Terminei tudo direitinho, mas havia um pequeno senão ainda não manjado: dinheiro para comprar o kit. Um primo que morava lá e acreditava em mim ou era um tremendo irresponsável comprou as peças. Quando aquele pacotão chegou, eu esfriei. Tinha muita coisa ali dentro, era um baita de um rádio de várias faixas e eu senti estar liquidado antes de começar. Mas, mãos à obra!

Talvez pela grande ansiedade, na noite seguinte em tive dor de cabeça, febre... Encurtando: não estava legal, estava doente. Ou quase! Comuniquei ao meu local de trabalho e mandei brasa na montagem do rádio. Como eu não tinha nenhuma oficina montada no jeito, trabalhava numa mesa existente na sala de visitas.

Bateram na porta. Fui atender. Um senhor de óculos, segurando uma pasta preta do tipo das usadas pelos médicos de antigamente, pergunta por mim. Identificou-se como sendo o médico do SENAI que estava ali para me visitar.

Caraca, mano! To no maior ferro! Eu nem imaginava que eles mandariam um médico para confirmar a doença. Verificou a minha temperatura, olhou minha garganta, abaixou as minhas pálpebras para ver se estava opilado. Tudo isso no maior silêncio. Eu estava no mato e sem cachorro. Honestamente, não estava mal o suficiente para ter faltado ao trabalho; era só a vontade de montar aquele puto rádio.

Mas aí ele se interessou pelo que eu estava fazendo e desandou a fazer perguntas sobre aquela montagem. Agora, como falava o velho! Ah! Deitei o cabelo! Mostrei tudo para ele com detalhes. Eu estava na minha roça, companheiro!
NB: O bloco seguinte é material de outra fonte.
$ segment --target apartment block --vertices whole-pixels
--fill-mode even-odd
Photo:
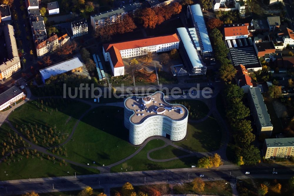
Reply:
[[[123,59],[133,58],[148,52],[155,53],[178,49],[179,38],[176,34],[103,45],[103,55],[109,61],[114,76],[124,75]]]
[[[263,97],[259,87],[249,88],[248,100],[249,107],[254,120],[258,134],[265,133],[270,137],[273,127],[270,122],[270,118],[268,109],[264,103]]]
[[[0,111],[13,104],[25,95],[23,92],[15,86],[0,94]]]
[[[119,22],[123,16],[132,14],[138,9],[141,8],[138,2],[126,4],[121,7],[114,8],[91,16],[91,25],[94,29],[101,26]]]
[[[266,159],[294,155],[294,137],[265,139],[263,153]]]
[[[88,24],[85,18],[72,22],[71,26],[73,37],[78,37],[88,33]]]
[[[8,58],[0,65],[0,80],[6,79],[21,70],[20,60],[19,57],[13,27],[10,24],[4,27],[5,46]],[[3,46],[1,46],[1,47]]]
[[[35,44],[37,56],[41,57],[58,47],[59,45],[58,37],[55,34],[41,43],[36,41]]]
Ele então me perguntou quanto tempo eu gastaria para completar o serviço e respondi-lhe que mais um dia, se não houvesse algum contratempo. Logo depois, escreveu alguma coisa num papel timbrado, entregou-me e saiu, dizendo que tinha muita vontade de ouvir aquele rádio funcionar. Fui ler o que estava ali. Deu-me três dias de folga, mais o sábado e o domingo, cinco dias para eu terminar a empreitada falida, foi isso que deduzi.

O bestalhão daquele médico estava achando ser o rádio o doente; já nasceu morto, não ia funcionar e eu precisaria de todos aqueles dias. Filho da mãe! Agourento! Ele vai ver... espere só!

No dia seguinte terminei. Conferi tudinho como recomendado, introduzi o plugue na tomada, liguei e o bicho quieto... quietinho. Mudinho, mudinho! Nem um suspiro! Desliguei e fui fazer uma verificação, só que agora muito pra baixo! Praga daquele doutor.

Praga nada; sorte! De cara vi que havia uma válvula espetada no lugar de uma outra. Ainda estavam muito quentes, mas protegi a mão e as troquei de lugar.

Liguei novamente. Acenderam as lampadinhas do dial no ato; as válvulas demoram um pouco mais, mas daí a pouco começou um zumbido no alto-falante. Heureca! Girei o botão de sintonia e a primeira estação entrou forte. Agora, somente pequenos ajustes aqui e ali e tudo estaria nos trinques.

Levantei da cadeira, caprichei e mandei uma sonora banana para o doutor:

- Aqui, ó! Natimorto é a avó, a mãe e todos seus parentes! Azarento! Cabrunco!